September due to the excitement of a new school year and, of course, the dawn of football season. And March because of the blend that occurs between the winter and spring sports. Seriously, it doesn’t get any better than being out in the sunshine for baseball and softball tournaments during the day, and then covering basketball playoffs in the evening. Can’t be topped.
This March will be especially meaningful to me. I will be reaching a monumental threshold for a sports fan and parent: My oldest son, Connor, will be joining the organized sports world. He’ll be one of 11 players on the Express, an Antioch Little League T-Ball team which will wear royal blue, red and white. Music to the ears of Mom and Dad, diehard Chicago Cubs fans. Our T-Ball game-day wardrobe is already taken care of. Sweet.
Still, Connor’s ascent into team sports has me nervous. Not so much for Connor. He’s a gregarious 5-year-old who doesn’t seem to have any problem making friends. He can hit underhand pitches from about 20 feet away, so I don’t expect a stationary ball to give him much trouble. His throwing accuracy is fine. Catching is a work in progress.
But again, I’m not really worried about Connor. I’m worried about me.

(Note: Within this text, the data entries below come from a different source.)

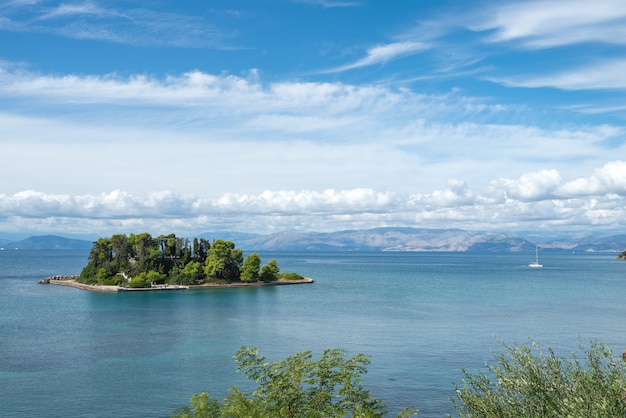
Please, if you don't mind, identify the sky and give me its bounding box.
[0,0,626,238]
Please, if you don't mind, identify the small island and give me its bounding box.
[39,232,314,292]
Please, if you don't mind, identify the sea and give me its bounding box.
[0,250,626,417]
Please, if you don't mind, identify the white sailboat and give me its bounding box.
[528,246,543,268]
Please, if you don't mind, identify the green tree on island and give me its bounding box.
[78,232,303,288]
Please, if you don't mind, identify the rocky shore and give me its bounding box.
[39,275,315,293]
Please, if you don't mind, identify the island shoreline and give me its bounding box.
[39,276,315,293]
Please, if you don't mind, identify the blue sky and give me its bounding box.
[0,0,626,237]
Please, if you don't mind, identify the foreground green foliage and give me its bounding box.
[453,341,626,418]
[173,341,626,418]
[173,347,417,418]
[79,232,301,288]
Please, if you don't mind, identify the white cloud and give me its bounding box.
[329,41,430,72]
[491,170,561,201]
[0,1,224,49]
[491,59,626,90]
[559,161,626,197]
[0,161,626,234]
[473,0,626,48]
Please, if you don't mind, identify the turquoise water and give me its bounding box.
[0,251,626,417]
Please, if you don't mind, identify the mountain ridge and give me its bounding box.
[0,227,626,252]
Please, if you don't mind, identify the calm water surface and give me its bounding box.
[0,250,626,417]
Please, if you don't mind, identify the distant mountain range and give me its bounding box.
[0,228,626,252]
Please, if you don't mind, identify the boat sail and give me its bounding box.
[528,246,543,268]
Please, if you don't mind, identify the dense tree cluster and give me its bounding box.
[79,232,302,287]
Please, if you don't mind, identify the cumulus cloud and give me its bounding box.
[0,161,626,237]
[559,161,626,197]
[491,170,561,201]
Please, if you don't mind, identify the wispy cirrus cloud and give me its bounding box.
[0,1,232,49]
[327,41,430,73]
[295,0,361,8]
[470,0,626,48]
[490,59,626,90]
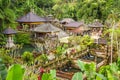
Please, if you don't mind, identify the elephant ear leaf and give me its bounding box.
[72,72,83,80]
[6,64,25,80]
[77,60,85,71]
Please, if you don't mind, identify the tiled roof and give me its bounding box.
[17,12,46,22]
[64,22,84,27]
[3,28,17,34]
[33,23,60,33]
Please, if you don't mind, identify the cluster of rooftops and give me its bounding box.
[3,12,104,47]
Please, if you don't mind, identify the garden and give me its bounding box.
[0,0,120,80]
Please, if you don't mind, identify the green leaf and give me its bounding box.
[96,73,107,80]
[72,72,83,80]
[50,70,56,80]
[42,73,53,80]
[77,60,85,71]
[6,64,24,80]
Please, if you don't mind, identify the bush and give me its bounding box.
[16,33,30,44]
[22,51,34,64]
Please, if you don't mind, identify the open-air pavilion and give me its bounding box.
[17,11,46,29]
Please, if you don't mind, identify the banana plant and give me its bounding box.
[0,58,7,80]
[6,64,25,80]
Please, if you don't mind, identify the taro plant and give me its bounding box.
[42,70,56,80]
[0,58,7,80]
[6,64,25,80]
[0,48,13,65]
[72,60,106,80]
[22,51,34,64]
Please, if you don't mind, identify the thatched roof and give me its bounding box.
[57,30,69,38]
[94,38,107,44]
[64,22,84,28]
[88,21,103,28]
[70,25,89,33]
[60,18,75,24]
[32,23,60,33]
[17,12,46,23]
[3,27,17,34]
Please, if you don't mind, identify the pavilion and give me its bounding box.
[3,27,17,48]
[17,11,46,29]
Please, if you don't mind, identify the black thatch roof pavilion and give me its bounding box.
[60,18,75,24]
[64,22,84,29]
[3,27,17,34]
[32,23,60,33]
[17,12,46,23]
[88,21,103,28]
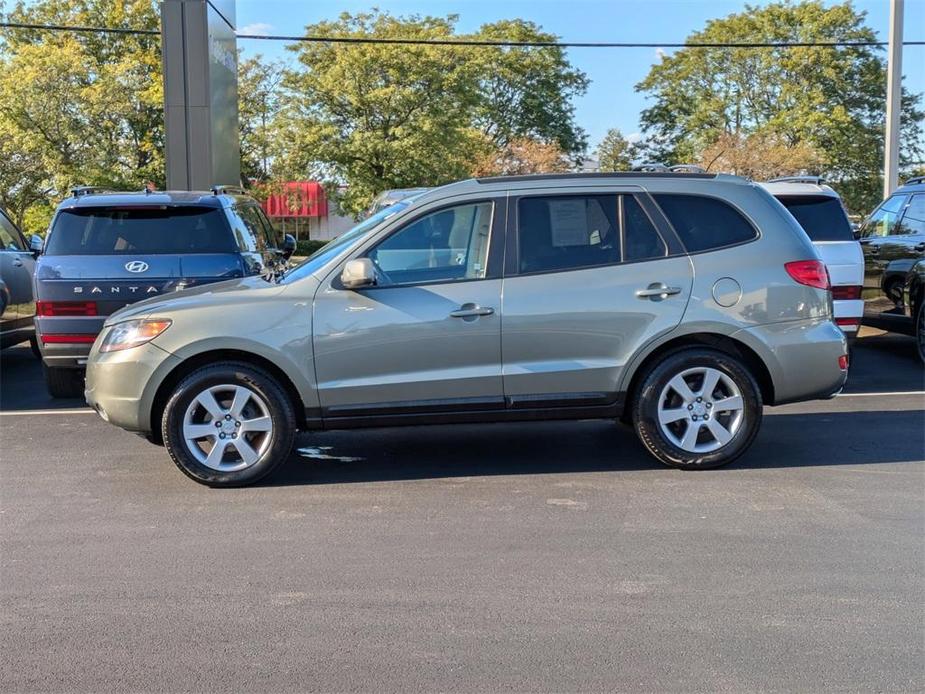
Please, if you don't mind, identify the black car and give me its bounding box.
[0,205,42,349]
[35,188,295,397]
[858,177,925,361]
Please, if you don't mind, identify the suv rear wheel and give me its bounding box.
[161,362,296,487]
[633,349,762,469]
[42,364,84,398]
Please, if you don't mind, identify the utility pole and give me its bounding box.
[883,0,904,198]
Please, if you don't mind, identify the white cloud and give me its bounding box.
[236,22,273,36]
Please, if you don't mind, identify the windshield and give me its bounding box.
[45,211,236,255]
[778,195,854,241]
[282,198,413,282]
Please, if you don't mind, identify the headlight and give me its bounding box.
[100,320,171,352]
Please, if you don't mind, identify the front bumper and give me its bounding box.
[732,320,848,405]
[84,342,180,434]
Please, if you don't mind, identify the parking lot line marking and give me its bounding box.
[837,390,925,398]
[0,407,96,417]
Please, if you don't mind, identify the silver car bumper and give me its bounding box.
[84,343,180,433]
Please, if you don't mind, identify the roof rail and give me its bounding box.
[668,164,707,173]
[633,161,671,173]
[71,186,116,198]
[768,176,825,186]
[210,185,247,195]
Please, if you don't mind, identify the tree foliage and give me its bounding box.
[277,11,587,213]
[596,128,639,171]
[0,0,164,227]
[636,0,922,211]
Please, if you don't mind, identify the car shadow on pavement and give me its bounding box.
[261,410,925,486]
[0,343,87,412]
[845,333,925,393]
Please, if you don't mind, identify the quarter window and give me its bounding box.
[861,195,909,238]
[620,195,668,262]
[652,193,758,253]
[369,202,492,286]
[892,195,925,234]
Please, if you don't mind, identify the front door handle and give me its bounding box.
[450,304,495,318]
[636,282,681,301]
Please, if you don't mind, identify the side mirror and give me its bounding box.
[281,234,295,260]
[340,258,376,289]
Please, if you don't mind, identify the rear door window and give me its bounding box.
[517,195,620,272]
[652,193,758,253]
[45,211,235,255]
[777,195,854,241]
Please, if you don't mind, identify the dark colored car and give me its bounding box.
[859,177,925,360]
[35,188,295,397]
[0,205,42,348]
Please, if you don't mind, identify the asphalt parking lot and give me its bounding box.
[0,335,925,692]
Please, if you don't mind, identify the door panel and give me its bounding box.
[314,199,506,418]
[502,257,692,406]
[314,279,503,416]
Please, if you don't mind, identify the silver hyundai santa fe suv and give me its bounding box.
[86,173,848,486]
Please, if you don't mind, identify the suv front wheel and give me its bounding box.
[161,362,296,487]
[633,349,762,469]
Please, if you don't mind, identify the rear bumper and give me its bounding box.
[84,343,180,434]
[732,319,848,405]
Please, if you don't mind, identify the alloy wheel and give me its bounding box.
[183,384,273,472]
[658,366,745,453]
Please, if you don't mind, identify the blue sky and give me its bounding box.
[237,0,925,150]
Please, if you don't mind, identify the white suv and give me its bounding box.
[761,176,864,340]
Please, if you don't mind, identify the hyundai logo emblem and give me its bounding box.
[125,260,148,272]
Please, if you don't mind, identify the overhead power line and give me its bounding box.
[0,22,925,48]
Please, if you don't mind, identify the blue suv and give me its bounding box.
[34,187,295,398]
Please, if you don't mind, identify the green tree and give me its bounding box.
[274,11,587,213]
[460,19,588,158]
[238,54,285,181]
[636,0,922,212]
[279,11,477,213]
[0,0,164,204]
[596,128,639,171]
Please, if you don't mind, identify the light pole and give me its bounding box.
[883,0,903,198]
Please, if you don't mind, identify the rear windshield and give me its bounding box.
[45,207,236,255]
[777,195,854,241]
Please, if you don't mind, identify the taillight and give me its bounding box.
[832,284,861,300]
[784,260,831,289]
[35,301,97,317]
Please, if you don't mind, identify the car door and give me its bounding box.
[859,193,911,323]
[0,212,35,328]
[502,189,692,409]
[313,197,506,422]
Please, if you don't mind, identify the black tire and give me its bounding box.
[42,364,84,398]
[161,362,296,487]
[632,348,762,470]
[915,304,925,364]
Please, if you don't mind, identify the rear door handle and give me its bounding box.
[450,304,495,318]
[636,282,681,301]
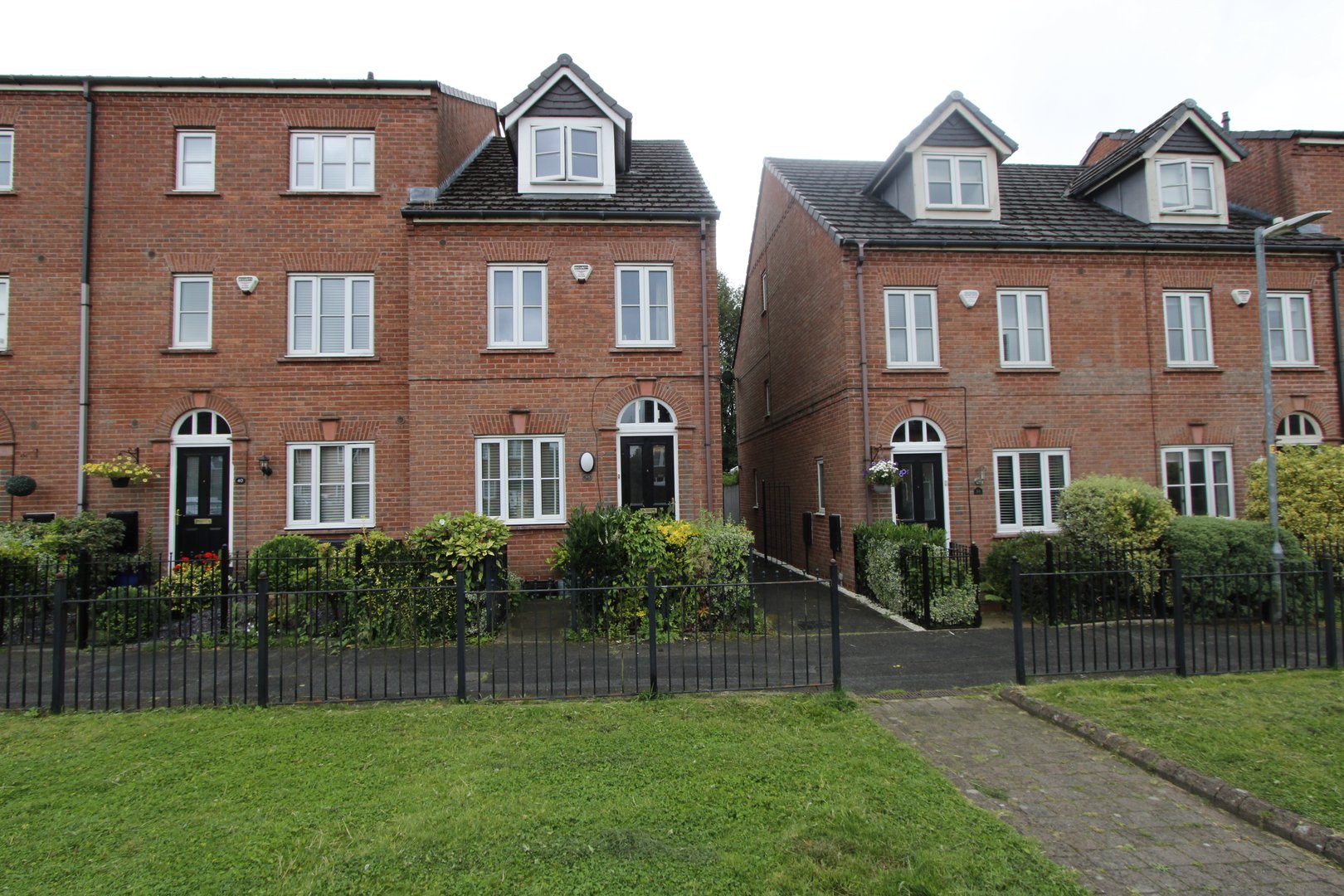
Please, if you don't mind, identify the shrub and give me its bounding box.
[1058,475,1176,559]
[1244,445,1344,544]
[1166,516,1312,622]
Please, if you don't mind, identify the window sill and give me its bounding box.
[280,189,382,199]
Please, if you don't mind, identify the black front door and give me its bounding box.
[621,436,676,510]
[173,447,228,558]
[893,454,947,531]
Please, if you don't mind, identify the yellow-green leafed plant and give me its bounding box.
[1242,445,1344,543]
[83,454,158,485]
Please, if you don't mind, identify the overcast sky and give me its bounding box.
[12,0,1344,284]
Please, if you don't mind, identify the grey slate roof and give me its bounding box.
[500,52,631,125]
[766,158,1344,251]
[869,90,1017,192]
[1066,100,1250,196]
[402,137,719,219]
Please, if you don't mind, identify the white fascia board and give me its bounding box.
[504,66,625,130]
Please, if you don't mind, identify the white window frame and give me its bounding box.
[0,128,13,191]
[817,457,826,516]
[486,265,548,348]
[1268,293,1316,367]
[1158,445,1236,519]
[1162,290,1214,367]
[175,130,215,193]
[529,121,605,184]
[289,130,377,193]
[999,289,1051,367]
[289,274,377,358]
[1274,411,1325,445]
[882,288,938,367]
[1156,158,1219,215]
[616,265,676,347]
[923,152,989,211]
[993,449,1073,534]
[475,436,566,525]
[0,277,9,352]
[285,442,377,529]
[172,274,215,348]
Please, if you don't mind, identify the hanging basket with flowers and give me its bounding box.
[83,453,158,489]
[863,460,906,493]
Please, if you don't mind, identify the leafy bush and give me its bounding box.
[1058,475,1176,559]
[1244,445,1344,544]
[551,506,752,636]
[854,520,947,598]
[1166,516,1312,622]
[864,523,980,626]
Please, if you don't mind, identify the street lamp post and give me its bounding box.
[1255,211,1331,590]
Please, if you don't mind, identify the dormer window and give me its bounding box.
[925,156,988,208]
[533,125,602,182]
[1157,158,1216,213]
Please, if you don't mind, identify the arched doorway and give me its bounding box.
[616,397,680,516]
[891,416,947,532]
[168,411,234,558]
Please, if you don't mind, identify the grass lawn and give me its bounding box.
[1027,670,1344,830]
[0,696,1082,894]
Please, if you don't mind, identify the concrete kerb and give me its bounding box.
[752,551,928,631]
[999,686,1344,866]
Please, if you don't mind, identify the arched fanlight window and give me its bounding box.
[172,411,232,438]
[617,397,676,427]
[891,416,946,447]
[1274,411,1321,445]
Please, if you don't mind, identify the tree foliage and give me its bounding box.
[1244,445,1344,543]
[719,271,742,470]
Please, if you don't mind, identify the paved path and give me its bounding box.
[871,696,1344,896]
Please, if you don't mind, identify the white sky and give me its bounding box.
[12,0,1344,284]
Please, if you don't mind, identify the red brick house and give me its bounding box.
[734,93,1344,575]
[0,58,718,575]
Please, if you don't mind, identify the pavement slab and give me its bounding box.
[869,694,1344,896]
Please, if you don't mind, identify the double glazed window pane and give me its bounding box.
[176,280,210,345]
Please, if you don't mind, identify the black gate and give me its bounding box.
[761,482,793,566]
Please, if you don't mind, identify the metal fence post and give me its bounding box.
[256,568,270,707]
[1172,553,1190,675]
[51,572,70,714]
[455,567,466,703]
[1012,561,1026,685]
[830,558,841,690]
[919,544,933,629]
[645,568,659,697]
[75,548,93,650]
[1045,538,1059,628]
[1324,556,1340,669]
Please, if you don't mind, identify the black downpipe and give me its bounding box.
[1331,249,1344,438]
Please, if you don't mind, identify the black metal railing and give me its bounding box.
[0,558,840,712]
[1012,553,1340,684]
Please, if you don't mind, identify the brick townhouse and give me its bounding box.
[734,93,1344,575]
[0,58,718,575]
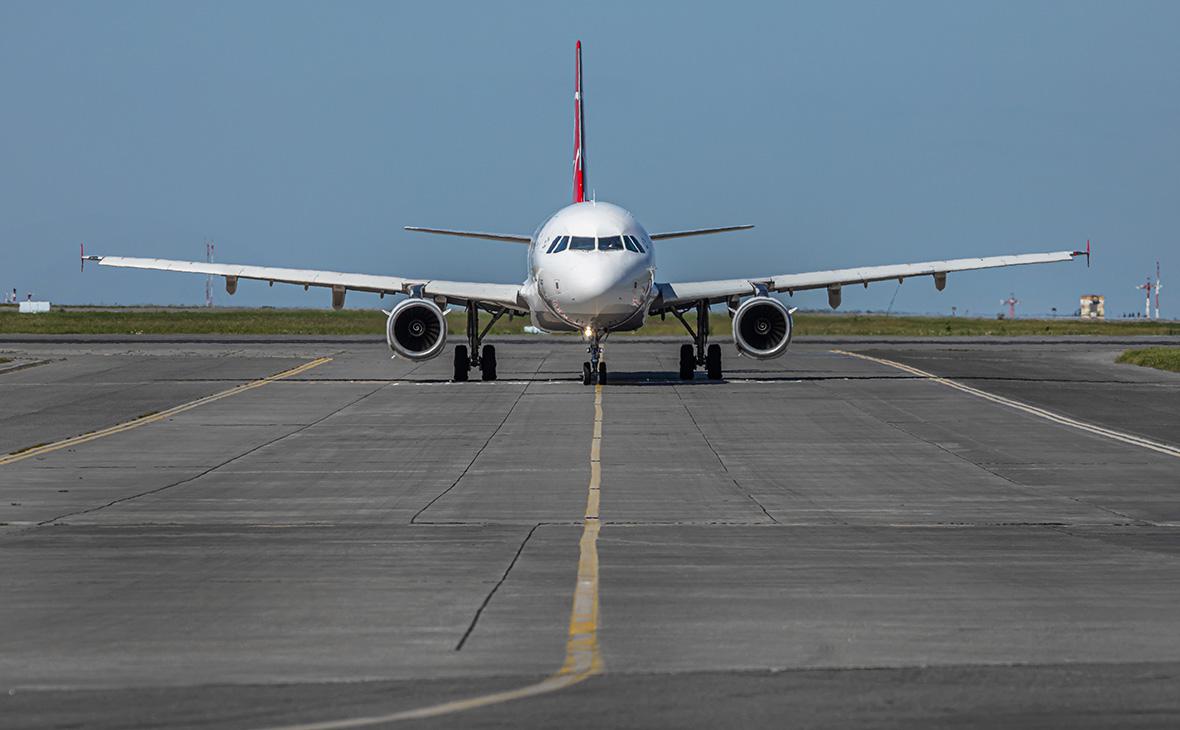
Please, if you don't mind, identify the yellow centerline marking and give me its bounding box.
[0,357,332,466]
[261,384,603,730]
[832,350,1180,458]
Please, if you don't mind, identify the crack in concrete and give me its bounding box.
[454,522,543,651]
[409,383,529,525]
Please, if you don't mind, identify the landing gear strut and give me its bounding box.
[582,333,607,386]
[454,302,507,382]
[671,300,722,380]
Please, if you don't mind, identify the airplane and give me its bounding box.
[81,40,1090,384]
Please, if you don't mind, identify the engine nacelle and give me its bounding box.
[734,296,794,360]
[385,300,446,361]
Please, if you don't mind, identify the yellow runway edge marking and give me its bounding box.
[832,350,1180,458]
[263,384,603,730]
[0,357,332,466]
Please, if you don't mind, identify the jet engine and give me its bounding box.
[734,296,794,360]
[385,300,446,361]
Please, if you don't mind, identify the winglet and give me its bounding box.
[573,40,586,203]
[78,243,103,271]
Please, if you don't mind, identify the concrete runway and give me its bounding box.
[0,337,1180,728]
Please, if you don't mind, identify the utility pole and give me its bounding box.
[205,238,214,308]
[999,294,1021,320]
[1155,262,1163,320]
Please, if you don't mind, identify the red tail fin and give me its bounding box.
[573,40,586,203]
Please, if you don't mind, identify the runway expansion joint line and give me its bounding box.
[831,350,1180,458]
[0,357,332,466]
[259,384,604,730]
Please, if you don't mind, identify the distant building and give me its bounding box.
[1081,294,1106,320]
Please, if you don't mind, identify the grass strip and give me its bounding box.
[1115,347,1180,373]
[0,308,1180,337]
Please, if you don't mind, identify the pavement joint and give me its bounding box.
[37,386,385,527]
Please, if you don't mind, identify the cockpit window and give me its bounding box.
[598,236,623,251]
[570,236,594,251]
[623,236,644,254]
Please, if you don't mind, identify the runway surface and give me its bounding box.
[0,337,1180,728]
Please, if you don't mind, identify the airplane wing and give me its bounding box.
[648,225,754,241]
[83,255,527,311]
[651,248,1090,313]
[405,225,532,243]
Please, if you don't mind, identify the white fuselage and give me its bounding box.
[524,202,656,334]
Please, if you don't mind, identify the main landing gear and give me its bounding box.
[454,302,507,382]
[582,333,607,386]
[671,300,721,380]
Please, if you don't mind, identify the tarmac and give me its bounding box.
[0,336,1180,728]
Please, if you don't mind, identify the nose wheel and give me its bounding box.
[582,333,607,386]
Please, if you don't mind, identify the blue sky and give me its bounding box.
[0,0,1180,315]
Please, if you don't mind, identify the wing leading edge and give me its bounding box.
[651,248,1089,311]
[83,256,527,310]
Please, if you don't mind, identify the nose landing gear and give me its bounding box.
[582,333,607,386]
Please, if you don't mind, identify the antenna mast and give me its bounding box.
[1155,261,1163,320]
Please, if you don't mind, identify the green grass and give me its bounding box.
[1116,347,1180,373]
[0,308,1180,337]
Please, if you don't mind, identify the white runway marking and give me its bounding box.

I’m now joining the society of youth sports parents, and that’s not always been a club I’ve been very fond of. When you write about high school and youth sports for a living, you cross paths with a ton of parents. Many are great. Some I’ve befriended. But several others struggle to show their best side when their child, the athlete, is involved.
Through my dealings with these parents, I’ve always told myself that I will strive to be the most supportive, most respectful and most sane sports parent possible. But I’ve got some competitive instincts (shouldn’t be a problem for T-Ball — no score, no umpires), a fairly deep knowledge of sports and a burning hope that Connor will have an experience that makes him love team sports as much as I did growing up.
It all comes from a good place, but I know it’s also a mixture that can be toxic if I’m not careful.
That I’m aware of the possible pitfalls gives me an advantage, but I know I’ll need to check myself at some point. In the end, I think this will help me with troublesome parents in the future. We’re in the same club now. Let’s work on being the best examples we can.
At least Connor won’t have to deal with any jerk sportswriters leaving him off of any all-area lists just yet. So the Bryson family should be good for the time being.